Ayrıca para piyasasını takip etmek, sağlık şartlarını denetlemek, göç hareketlerini kontrol altında tutmak ve asayişi bozabilecek unsurları şehir dışına çıkarmak da bu görev alanına dâhildi. Çarşılar sıklıkla denetlenir, fiyatların narha uygunluğu ve ölçü-tartı adaleti hassasiyetle gözetilirdi. Karaborsa faaliyetlerine karşı ise sert tedbirler alınırdı.

Asayişle ilgili görevler ise esasen Yeniçeri Ocağı’nın sorumluluğundaydı. Yeniçeriler, şehir güvenliğini sağlamakla yükümlüydü ve doğrudan yeniçeri ağasına bağlıydılar. Küçük şehirlerde ise subaşılar hem polislik hem de ihtisapla ilgili görevleri birlikte yürütürlerdi.
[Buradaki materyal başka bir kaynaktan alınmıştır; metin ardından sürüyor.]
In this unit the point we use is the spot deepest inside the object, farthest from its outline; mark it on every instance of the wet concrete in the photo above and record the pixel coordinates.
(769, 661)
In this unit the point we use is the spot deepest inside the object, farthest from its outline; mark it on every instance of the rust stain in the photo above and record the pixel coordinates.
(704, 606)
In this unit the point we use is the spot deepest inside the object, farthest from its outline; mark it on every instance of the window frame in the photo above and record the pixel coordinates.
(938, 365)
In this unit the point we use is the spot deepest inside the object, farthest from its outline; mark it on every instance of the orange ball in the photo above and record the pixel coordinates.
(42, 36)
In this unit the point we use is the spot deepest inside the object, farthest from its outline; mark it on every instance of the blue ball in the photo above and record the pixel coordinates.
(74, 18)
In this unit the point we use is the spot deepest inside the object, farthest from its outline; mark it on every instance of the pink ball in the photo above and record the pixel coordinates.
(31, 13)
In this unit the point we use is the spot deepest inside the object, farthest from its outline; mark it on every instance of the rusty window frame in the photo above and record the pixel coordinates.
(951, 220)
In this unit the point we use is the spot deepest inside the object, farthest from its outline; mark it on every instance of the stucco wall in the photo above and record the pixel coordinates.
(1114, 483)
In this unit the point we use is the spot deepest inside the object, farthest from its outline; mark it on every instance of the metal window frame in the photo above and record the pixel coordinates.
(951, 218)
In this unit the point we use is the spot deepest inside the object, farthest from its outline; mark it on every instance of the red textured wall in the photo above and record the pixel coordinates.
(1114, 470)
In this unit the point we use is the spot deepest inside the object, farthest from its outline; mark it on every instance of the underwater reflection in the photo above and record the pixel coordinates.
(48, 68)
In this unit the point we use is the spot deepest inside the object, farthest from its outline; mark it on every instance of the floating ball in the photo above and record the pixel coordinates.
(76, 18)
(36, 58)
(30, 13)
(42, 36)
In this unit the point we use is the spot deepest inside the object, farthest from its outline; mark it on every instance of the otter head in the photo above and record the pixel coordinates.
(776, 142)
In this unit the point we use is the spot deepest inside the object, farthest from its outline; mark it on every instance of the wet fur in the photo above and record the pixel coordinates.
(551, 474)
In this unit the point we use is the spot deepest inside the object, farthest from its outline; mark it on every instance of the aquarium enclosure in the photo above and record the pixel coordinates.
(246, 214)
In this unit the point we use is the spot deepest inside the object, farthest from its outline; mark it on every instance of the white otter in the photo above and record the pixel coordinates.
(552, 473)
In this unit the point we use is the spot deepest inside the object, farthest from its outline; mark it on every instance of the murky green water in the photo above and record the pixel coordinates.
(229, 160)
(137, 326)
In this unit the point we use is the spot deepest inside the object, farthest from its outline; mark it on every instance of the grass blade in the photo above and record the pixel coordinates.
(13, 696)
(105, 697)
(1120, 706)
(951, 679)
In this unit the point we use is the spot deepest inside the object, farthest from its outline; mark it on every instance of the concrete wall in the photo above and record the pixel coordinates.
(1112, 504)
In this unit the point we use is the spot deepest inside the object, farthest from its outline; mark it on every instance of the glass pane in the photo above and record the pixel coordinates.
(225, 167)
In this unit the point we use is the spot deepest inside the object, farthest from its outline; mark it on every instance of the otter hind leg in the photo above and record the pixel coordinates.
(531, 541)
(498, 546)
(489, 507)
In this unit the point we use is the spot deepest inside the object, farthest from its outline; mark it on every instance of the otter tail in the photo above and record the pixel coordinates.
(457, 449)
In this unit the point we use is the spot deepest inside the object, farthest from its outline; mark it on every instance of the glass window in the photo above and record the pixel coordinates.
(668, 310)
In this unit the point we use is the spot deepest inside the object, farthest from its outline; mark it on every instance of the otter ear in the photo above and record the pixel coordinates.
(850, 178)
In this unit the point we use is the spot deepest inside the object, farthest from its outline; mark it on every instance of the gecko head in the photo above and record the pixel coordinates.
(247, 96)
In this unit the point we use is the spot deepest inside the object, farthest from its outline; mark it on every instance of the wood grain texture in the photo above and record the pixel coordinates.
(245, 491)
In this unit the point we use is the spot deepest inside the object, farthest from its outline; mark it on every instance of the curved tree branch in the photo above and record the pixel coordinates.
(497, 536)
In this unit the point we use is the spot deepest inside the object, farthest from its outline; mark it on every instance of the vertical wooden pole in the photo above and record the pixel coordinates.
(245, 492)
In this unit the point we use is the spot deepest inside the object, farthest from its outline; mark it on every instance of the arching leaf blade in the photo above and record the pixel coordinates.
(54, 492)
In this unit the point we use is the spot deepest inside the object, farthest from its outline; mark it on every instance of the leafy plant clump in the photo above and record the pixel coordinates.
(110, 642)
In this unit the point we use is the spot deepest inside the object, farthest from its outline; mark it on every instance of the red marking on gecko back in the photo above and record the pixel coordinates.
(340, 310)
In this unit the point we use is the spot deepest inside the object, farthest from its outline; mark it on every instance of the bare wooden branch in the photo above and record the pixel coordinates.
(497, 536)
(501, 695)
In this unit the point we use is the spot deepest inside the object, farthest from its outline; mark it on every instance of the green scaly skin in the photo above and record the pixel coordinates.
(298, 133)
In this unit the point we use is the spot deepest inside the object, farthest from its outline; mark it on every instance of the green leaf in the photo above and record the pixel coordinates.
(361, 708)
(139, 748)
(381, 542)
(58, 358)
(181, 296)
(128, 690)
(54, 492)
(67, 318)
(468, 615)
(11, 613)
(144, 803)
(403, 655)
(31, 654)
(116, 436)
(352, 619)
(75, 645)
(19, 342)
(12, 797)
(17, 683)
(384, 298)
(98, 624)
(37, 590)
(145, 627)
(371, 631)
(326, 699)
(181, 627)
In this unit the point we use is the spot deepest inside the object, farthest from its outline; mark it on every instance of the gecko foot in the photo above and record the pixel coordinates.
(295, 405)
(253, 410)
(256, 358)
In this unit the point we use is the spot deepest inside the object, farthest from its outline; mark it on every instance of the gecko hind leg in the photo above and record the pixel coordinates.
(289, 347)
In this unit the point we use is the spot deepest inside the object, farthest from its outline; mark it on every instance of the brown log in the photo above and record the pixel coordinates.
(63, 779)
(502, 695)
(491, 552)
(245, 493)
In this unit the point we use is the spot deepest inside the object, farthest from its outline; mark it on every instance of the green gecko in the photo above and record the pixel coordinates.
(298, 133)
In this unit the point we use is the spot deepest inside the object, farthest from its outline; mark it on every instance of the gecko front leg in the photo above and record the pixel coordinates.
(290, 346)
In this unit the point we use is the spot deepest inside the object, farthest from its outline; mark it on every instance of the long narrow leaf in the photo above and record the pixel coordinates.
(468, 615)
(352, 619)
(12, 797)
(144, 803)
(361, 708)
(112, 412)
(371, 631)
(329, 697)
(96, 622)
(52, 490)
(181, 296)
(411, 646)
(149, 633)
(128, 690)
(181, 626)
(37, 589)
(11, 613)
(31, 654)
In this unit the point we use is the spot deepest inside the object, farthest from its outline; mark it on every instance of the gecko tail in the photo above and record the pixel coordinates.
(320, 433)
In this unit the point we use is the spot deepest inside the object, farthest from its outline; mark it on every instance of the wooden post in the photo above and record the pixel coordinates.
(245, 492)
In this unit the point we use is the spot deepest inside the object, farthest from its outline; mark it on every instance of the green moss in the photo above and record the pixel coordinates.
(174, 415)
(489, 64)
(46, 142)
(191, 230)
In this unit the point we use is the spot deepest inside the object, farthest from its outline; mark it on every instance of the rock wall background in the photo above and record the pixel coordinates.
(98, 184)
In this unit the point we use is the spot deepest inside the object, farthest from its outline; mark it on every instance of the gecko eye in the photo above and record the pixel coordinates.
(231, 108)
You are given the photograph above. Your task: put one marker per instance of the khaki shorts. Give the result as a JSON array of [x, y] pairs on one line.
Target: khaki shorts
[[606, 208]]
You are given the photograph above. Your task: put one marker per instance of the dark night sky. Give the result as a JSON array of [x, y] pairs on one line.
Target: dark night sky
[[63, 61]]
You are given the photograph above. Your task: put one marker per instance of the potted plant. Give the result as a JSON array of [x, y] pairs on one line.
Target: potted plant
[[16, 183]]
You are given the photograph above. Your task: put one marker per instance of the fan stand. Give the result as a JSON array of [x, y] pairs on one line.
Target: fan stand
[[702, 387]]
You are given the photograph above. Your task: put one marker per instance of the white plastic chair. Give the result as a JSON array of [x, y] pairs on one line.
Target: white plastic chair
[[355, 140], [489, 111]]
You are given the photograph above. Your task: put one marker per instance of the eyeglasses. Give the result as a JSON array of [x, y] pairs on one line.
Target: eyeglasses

Osmanlı toplumunda kamu düzeninin sağlanmasına dair uygulamalar zaman zaman bireysel vakalarla da sembolleşmiştir. Nitekim Sultan III. Mehmed döneminde görev yapan Subaşı Ahmed Çavuş’un, bir çocuğun bir kediyi eziyet ederken yakalanması üzerine gösterdiği sert tepki, dönemin kamu ahlakı anlayışını yansıtır. Devlet konuyu araştırarak çocuğun kimliğini belirlemiş, onu yetiştiren nalbantı sorumlu tutarak cezalandırmıştır. Bu tutum, yöneticilerin sadece kamu düzenini değil, ahlaki normları da korumakla yükümlü olduklarının bir göstergesidir.
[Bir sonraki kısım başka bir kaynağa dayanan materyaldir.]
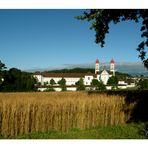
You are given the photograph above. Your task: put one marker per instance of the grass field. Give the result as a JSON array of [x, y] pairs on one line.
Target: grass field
[[23, 113], [127, 131]]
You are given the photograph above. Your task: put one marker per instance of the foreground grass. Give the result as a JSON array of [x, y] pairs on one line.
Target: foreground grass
[[128, 131]]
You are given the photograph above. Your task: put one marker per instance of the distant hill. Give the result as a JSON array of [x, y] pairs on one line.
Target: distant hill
[[132, 68], [85, 70], [74, 70]]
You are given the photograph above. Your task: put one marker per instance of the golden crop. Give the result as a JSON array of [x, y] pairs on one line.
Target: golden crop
[[22, 113]]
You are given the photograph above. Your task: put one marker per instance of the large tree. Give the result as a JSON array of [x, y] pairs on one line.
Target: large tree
[[100, 20]]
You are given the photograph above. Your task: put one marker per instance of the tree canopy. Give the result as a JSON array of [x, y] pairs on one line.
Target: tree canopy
[[101, 18]]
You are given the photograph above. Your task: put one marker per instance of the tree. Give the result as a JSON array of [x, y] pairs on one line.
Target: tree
[[80, 85], [62, 83], [98, 84], [100, 20], [94, 82], [2, 67], [16, 81], [52, 82], [142, 84]]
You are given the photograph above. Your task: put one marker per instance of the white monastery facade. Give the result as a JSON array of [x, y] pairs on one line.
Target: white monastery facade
[[72, 78]]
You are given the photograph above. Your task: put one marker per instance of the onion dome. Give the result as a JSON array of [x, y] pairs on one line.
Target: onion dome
[[97, 61]]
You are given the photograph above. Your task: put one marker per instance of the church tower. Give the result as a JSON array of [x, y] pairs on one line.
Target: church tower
[[97, 66], [112, 67]]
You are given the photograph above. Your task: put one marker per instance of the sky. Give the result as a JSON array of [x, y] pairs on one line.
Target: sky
[[53, 38]]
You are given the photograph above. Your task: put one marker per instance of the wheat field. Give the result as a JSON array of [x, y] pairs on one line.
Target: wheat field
[[23, 113]]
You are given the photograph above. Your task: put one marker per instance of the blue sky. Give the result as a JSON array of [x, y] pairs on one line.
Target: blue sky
[[52, 38]]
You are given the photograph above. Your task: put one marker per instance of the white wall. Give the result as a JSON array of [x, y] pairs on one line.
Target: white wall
[[88, 80]]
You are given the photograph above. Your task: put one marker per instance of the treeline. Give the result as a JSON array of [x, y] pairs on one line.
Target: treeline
[[15, 80]]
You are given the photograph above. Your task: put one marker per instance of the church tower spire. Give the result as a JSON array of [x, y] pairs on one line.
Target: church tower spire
[[97, 66], [112, 66]]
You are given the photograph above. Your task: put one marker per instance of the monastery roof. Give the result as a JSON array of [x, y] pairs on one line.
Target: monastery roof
[[71, 75]]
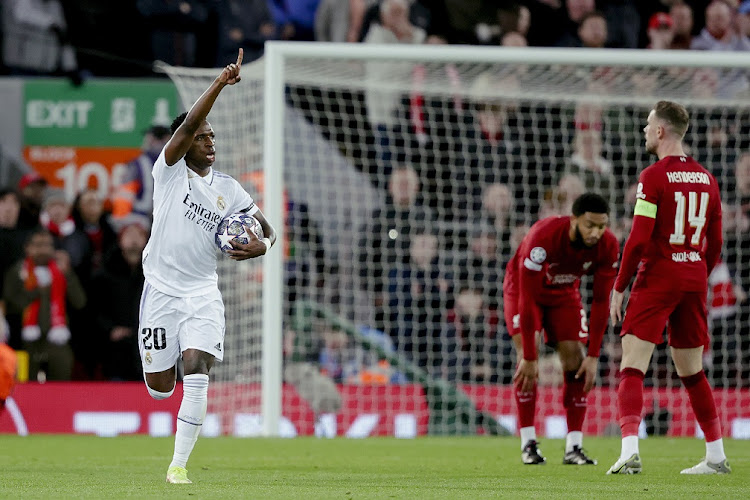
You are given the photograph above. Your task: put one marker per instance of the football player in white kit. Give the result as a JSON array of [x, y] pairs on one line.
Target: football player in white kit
[[181, 310]]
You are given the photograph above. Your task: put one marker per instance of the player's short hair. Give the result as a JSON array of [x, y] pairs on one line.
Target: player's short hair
[[590, 202], [675, 115], [177, 122]]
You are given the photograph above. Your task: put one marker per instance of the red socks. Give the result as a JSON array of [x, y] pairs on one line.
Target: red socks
[[630, 400], [574, 401], [702, 401], [526, 403]]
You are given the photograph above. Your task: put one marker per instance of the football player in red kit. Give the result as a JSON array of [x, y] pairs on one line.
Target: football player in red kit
[[541, 294], [676, 237]]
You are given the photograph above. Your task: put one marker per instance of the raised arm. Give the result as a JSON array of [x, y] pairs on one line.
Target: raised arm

Sultan II. Mahmud döneminde görev yapan ihtisap ağalarından Osman Bey ise sert ve adaletli tavırlarıyla halk arasında ün kazanmış bir isimdi. Anlatılanlara göre, bir teftiş sırasında Edirnekapı surlarının yakınında, yüküyle güneşin altında saatlerdir bekletilen bir merkep dikkatini çekmiştir. Araştırmaları sonucunda, hayvanın sahibinin çevredeki bir köyden gelip karşıdaki kahvede dinlendiğini öğrenince adamı bizzat çağırtarak merkebin yaşadığı eziyeti ona da yaşatmış, yükü sırtına vurdurarak güneş altında beklemesini emretmiştir. Bu olay, hayvan haklarının kamusal sorumluluk alanına dâhil edildiği dönemin zihniyetini göstermesi bakımından dikkat çekicidir.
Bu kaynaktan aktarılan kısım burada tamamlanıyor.